Integrating the skin and blood transcriptomes and serum proteome in hidradenitis suppurativa reveals complement dysregulation and a plasma cell signature

• Published in: PloS one Vol. 13; no. 9; p. e0203672
• Main Authors: Hoffman, Lauren K, Tomalin, Lewis E, Schultz, Gregory, Howell, Michael D, Anandasabapathy, Niroshana, Alavi, Afsaneh, Suárez-Fariñas, Mayte, Lowes, Michelle A
• Format: Journal Article
• Language: English
• Published: United States Public Library of Science 28.09.2018; Public Library of Science (PLoS)

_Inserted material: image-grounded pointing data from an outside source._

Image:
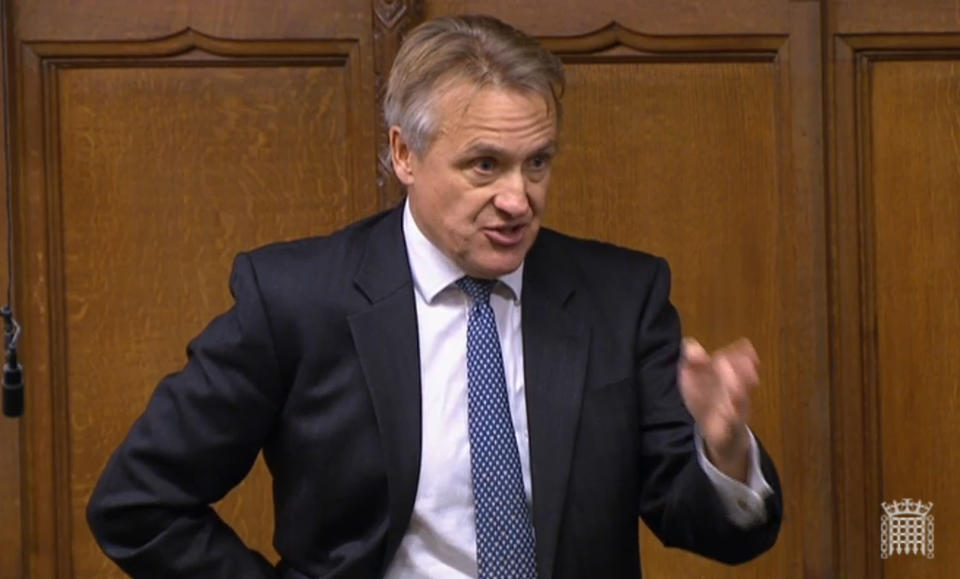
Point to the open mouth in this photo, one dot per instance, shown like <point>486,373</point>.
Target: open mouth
<point>511,235</point>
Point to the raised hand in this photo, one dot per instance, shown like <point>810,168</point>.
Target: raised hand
<point>716,389</point>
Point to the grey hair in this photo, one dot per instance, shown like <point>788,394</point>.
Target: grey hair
<point>480,50</point>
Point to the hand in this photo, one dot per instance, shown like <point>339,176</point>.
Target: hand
<point>716,390</point>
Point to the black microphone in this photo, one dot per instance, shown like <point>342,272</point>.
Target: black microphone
<point>12,370</point>
<point>12,385</point>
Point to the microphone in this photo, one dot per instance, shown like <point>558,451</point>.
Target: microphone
<point>12,370</point>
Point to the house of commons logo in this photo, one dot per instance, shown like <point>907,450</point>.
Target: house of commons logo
<point>906,528</point>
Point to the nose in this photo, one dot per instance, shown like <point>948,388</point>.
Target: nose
<point>512,198</point>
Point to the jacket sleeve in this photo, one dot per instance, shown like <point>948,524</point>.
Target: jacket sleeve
<point>677,500</point>
<point>198,437</point>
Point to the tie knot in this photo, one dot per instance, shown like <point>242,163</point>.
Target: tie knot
<point>478,289</point>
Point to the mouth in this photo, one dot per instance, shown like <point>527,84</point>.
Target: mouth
<point>506,235</point>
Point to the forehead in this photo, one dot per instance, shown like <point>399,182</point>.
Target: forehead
<point>467,113</point>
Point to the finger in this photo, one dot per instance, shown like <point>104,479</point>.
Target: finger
<point>694,352</point>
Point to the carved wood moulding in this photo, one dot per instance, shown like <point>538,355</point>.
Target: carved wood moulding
<point>39,215</point>
<point>391,22</point>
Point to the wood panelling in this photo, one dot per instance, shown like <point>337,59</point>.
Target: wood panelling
<point>659,17</point>
<point>392,19</point>
<point>892,128</point>
<point>915,147</point>
<point>11,531</point>
<point>698,138</point>
<point>694,177</point>
<point>151,162</point>
<point>253,173</point>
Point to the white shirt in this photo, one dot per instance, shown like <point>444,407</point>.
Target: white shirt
<point>441,538</point>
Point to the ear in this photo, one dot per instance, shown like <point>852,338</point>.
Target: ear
<point>401,156</point>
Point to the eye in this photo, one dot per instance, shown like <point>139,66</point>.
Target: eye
<point>485,165</point>
<point>539,162</point>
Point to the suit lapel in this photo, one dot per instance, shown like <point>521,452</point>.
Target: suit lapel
<point>385,336</point>
<point>555,344</point>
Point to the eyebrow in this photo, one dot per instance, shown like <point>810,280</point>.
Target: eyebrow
<point>484,149</point>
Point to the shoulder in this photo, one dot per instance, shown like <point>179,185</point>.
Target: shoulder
<point>591,259</point>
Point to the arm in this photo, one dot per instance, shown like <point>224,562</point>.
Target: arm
<point>198,437</point>
<point>677,500</point>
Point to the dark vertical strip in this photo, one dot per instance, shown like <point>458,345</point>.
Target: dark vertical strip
<point>391,21</point>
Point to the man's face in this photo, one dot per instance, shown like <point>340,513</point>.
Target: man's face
<point>479,190</point>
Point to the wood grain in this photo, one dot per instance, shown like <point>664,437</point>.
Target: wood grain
<point>914,178</point>
<point>155,160</point>
<point>167,174</point>
<point>11,529</point>
<point>680,159</point>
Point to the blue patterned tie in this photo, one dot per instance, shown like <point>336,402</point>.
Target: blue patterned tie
<point>505,542</point>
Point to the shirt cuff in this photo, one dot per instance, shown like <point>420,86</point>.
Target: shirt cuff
<point>743,503</point>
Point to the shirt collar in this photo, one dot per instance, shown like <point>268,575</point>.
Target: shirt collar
<point>433,271</point>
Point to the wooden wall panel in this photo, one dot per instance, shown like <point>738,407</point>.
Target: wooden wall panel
<point>693,177</point>
<point>892,125</point>
<point>11,529</point>
<point>145,166</point>
<point>915,148</point>
<point>265,162</point>
<point>697,137</point>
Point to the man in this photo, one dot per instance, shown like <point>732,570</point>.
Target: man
<point>445,390</point>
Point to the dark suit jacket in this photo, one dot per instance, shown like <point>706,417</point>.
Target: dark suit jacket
<point>317,365</point>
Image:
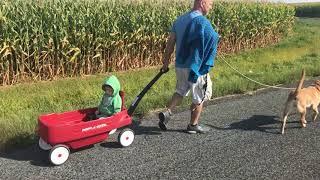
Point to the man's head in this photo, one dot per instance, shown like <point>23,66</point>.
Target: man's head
<point>203,5</point>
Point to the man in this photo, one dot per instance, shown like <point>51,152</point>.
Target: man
<point>196,47</point>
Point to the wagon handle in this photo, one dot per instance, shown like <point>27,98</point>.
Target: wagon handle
<point>136,101</point>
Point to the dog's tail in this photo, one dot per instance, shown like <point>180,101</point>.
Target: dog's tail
<point>299,87</point>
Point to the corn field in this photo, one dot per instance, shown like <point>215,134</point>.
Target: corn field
<point>46,39</point>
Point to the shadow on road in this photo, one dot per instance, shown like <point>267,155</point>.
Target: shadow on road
<point>262,123</point>
<point>34,154</point>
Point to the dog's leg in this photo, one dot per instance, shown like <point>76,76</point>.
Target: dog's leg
<point>315,112</point>
<point>285,115</point>
<point>303,119</point>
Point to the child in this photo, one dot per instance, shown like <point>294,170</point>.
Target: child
<point>111,101</point>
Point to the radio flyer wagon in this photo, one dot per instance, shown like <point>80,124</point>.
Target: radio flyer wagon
<point>60,132</point>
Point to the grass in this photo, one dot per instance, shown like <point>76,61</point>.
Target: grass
<point>282,63</point>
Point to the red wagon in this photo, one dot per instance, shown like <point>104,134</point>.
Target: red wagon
<point>61,131</point>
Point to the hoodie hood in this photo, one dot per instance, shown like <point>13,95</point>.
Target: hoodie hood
<point>114,83</point>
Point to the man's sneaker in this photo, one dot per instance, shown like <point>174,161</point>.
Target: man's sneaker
<point>193,129</point>
<point>164,117</point>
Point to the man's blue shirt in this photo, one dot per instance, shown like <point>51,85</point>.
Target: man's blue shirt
<point>179,27</point>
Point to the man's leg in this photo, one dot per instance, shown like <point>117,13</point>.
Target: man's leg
<point>165,116</point>
<point>201,91</point>
<point>194,126</point>
<point>196,110</point>
<point>175,101</point>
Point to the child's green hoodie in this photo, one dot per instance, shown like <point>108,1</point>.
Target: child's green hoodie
<point>110,105</point>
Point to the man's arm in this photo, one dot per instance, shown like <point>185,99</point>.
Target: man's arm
<point>168,51</point>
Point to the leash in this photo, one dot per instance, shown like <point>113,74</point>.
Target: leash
<point>262,84</point>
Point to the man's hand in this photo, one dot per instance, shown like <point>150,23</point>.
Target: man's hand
<point>168,51</point>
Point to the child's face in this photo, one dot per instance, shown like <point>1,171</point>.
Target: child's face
<point>108,90</point>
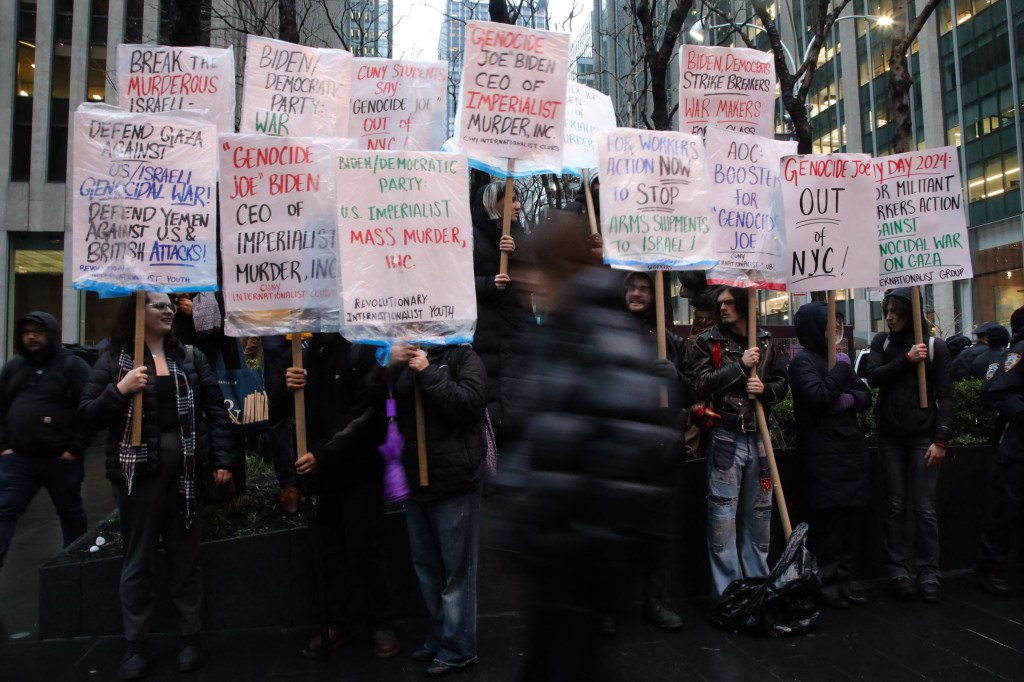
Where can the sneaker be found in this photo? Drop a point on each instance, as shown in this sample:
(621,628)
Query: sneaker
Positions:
(190,654)
(135,662)
(931,591)
(902,588)
(385,643)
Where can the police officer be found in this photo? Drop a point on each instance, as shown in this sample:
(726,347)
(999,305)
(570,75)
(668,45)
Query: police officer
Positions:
(1004,391)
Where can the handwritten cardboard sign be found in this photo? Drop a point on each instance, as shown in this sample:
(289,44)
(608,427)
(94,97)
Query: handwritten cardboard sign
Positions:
(826,200)
(513,92)
(922,223)
(587,113)
(747,213)
(143,202)
(279,239)
(729,87)
(157,78)
(294,90)
(398,104)
(654,200)
(407,247)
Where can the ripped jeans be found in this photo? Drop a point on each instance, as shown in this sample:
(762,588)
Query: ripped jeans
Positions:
(737,543)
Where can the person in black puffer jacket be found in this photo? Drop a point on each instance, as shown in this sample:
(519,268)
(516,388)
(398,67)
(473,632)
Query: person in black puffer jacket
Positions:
(834,456)
(42,442)
(911,441)
(503,312)
(185,434)
(443,516)
(586,484)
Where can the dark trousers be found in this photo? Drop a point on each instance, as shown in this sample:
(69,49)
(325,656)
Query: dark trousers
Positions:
(20,478)
(1005,498)
(153,511)
(834,540)
(350,524)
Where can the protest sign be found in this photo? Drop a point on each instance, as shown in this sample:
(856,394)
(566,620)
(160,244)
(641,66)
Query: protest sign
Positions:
(654,200)
(922,224)
(513,92)
(747,214)
(407,247)
(157,78)
(143,202)
(729,87)
(294,90)
(827,200)
(398,104)
(279,239)
(587,113)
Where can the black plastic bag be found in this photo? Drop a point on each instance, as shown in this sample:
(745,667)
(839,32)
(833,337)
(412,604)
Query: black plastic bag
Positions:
(777,605)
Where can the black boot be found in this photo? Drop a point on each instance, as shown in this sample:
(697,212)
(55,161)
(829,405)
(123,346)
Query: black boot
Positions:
(135,662)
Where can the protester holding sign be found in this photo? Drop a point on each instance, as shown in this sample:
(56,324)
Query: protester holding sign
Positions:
(833,450)
(911,441)
(739,486)
(157,484)
(503,316)
(443,517)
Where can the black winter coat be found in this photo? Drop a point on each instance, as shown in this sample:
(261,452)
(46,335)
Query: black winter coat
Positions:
(102,405)
(896,411)
(454,395)
(503,318)
(39,396)
(832,445)
(590,469)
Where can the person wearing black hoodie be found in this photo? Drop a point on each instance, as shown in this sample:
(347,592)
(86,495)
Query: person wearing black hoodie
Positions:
(833,450)
(41,440)
(1004,391)
(911,441)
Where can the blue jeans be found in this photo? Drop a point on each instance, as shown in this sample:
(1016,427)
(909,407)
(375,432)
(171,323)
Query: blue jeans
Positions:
(443,537)
(20,478)
(738,508)
(907,478)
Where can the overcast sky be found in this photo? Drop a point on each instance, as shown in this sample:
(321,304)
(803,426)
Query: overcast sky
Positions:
(418,25)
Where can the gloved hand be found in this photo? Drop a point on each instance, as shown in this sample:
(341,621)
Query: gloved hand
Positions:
(843,402)
(666,370)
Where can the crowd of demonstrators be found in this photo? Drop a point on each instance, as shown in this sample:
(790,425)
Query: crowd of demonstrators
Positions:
(343,431)
(42,441)
(184,437)
(911,442)
(739,488)
(833,451)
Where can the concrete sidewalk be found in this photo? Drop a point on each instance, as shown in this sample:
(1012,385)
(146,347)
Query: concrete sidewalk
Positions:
(967,636)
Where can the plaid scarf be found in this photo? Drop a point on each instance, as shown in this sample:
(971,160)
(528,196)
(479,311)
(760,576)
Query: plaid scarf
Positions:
(129,456)
(206,313)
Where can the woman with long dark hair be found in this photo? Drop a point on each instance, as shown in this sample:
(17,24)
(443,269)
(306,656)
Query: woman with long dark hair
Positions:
(185,433)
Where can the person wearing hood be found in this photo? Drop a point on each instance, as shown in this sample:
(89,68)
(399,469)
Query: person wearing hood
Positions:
(964,364)
(911,441)
(833,450)
(996,338)
(738,479)
(502,315)
(640,301)
(1004,391)
(41,440)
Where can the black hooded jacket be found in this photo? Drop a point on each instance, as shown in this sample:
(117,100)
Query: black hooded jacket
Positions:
(833,449)
(888,369)
(39,396)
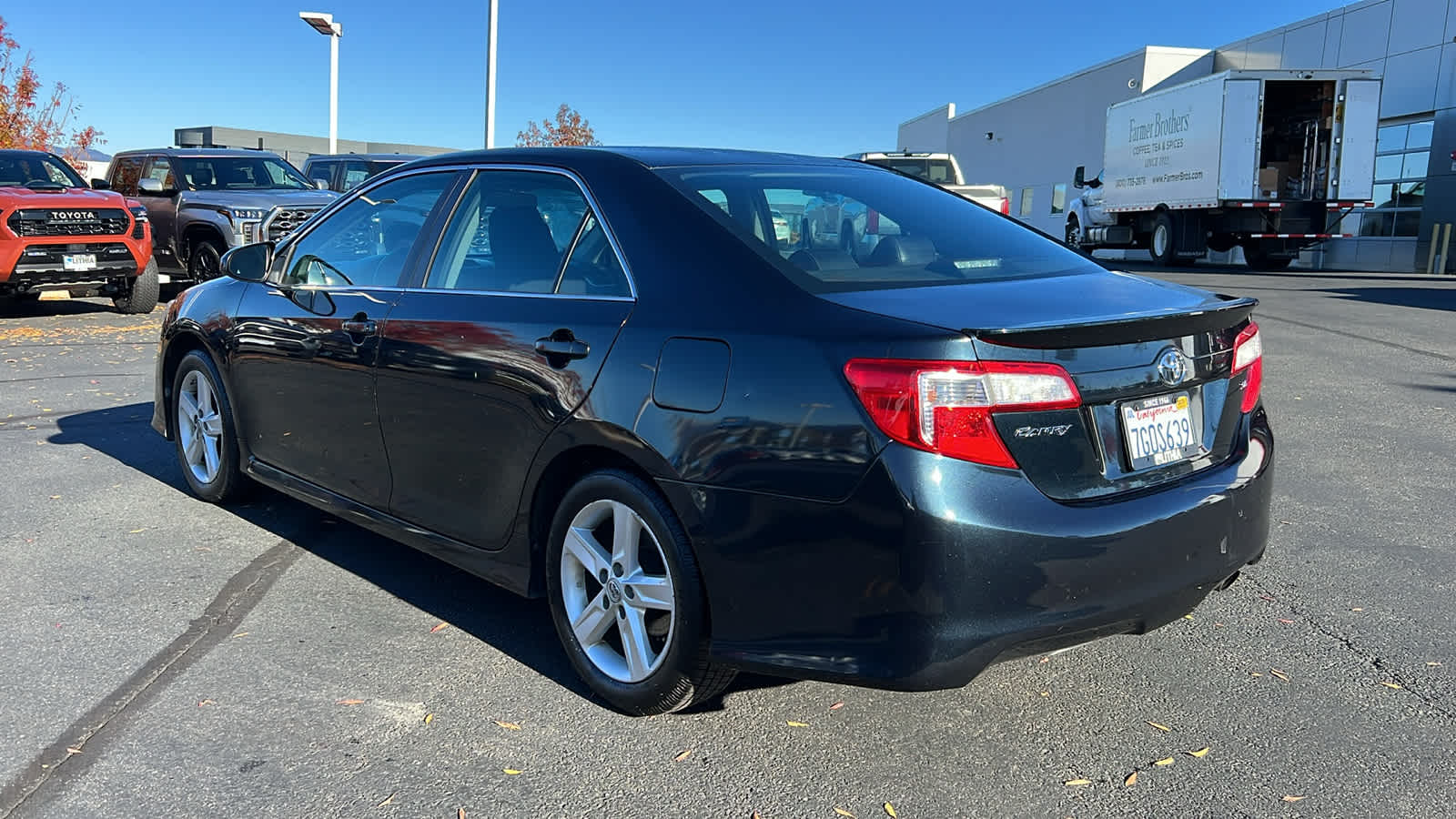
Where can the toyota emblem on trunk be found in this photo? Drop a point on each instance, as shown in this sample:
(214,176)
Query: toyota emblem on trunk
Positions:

• Subjects: Antimicrobial peptides; Autoimmune diseases; Bayes Theorem; Bayesian analysis; Biology and Life Sciences; Blood; Blood - metabolism; Blood proteins; Cellular signal transduction; Complement; Complement activation; Cytokines; Data points; Dermatitis; Dermatology; Disease; Empirical analysis; Gangrene; Gene expression; Gene Expression Regulation; Genetic aspects; Genomics; Hidradenitis Suppurativa - genetics; Hidradenitis Suppurativa - metabolism; Humans; Hypotheses; Immune response; Immune system; Immunoglobulins; Interferon; Medicine; Medicine and Health Sciences; Metabolism; Pathogenesis; Patients; Peptides; Plasma cells; Protein expression; Proteins; Proteome; Proteomes; Quality of life; Risk factors; Signal transduction; Signal Transduction - genetics; Skin - metabolism; Skin diseases; Statistical analysis; Transcriptome; Tumor necrosis factor-TNF; New York; United States > US
• ISSN: 1932-6203; 1932-6203
• DOI: 10.1371/journal.pone.0203672

Hidradenitis suppurativa (HS) is a chronic skin disease of the pilo-sebaceous apocrine unit characterized by significant inflammation and an impaired quality of life. The pathogenesis of HS remains unclear. To determine the HS skin and blood transcriptomes and HS blood proteome, patient data from previously published studies were analysed and integrated from a cohort of patients with moderate to severe HS (n = 17) compared to healthy volunteers (n = 10). The analysis utilized empirical Bayes methods to determine differentially expressed genes (DEGs) (fold change (FCH) >2.0 and false discovery rate (FDR) <0.05), and differentially expressed proteins (DEPs) (FCH>1.5, FDR<0.05). In the HS skin transcriptome (lesional skin compared to non-lesional skin), there was an abundance of immunoglobulins, antimicrobial peptides, and an interferon signature. Gene-sets related to Notch signalling and Interferon pathways were differentially activated in lesional compared to non-lesional skin. CIBERSORT analysis of the HS skin transcriptome revealed a significantly increased proportion of plasma cells in lesional skin. In the HS skin and blood transcriptomes and HS blood proteome, gene-sets related to the complement system changed significantly (FDR<0.05), with dysregulation of complement-specific DEGs and DEPs. These data point towards an exaggerated immune response in lesional skin that may be responding to commensal cutaneous bacterial presence and raise the possibility that this may be an important driver of HS disease progression.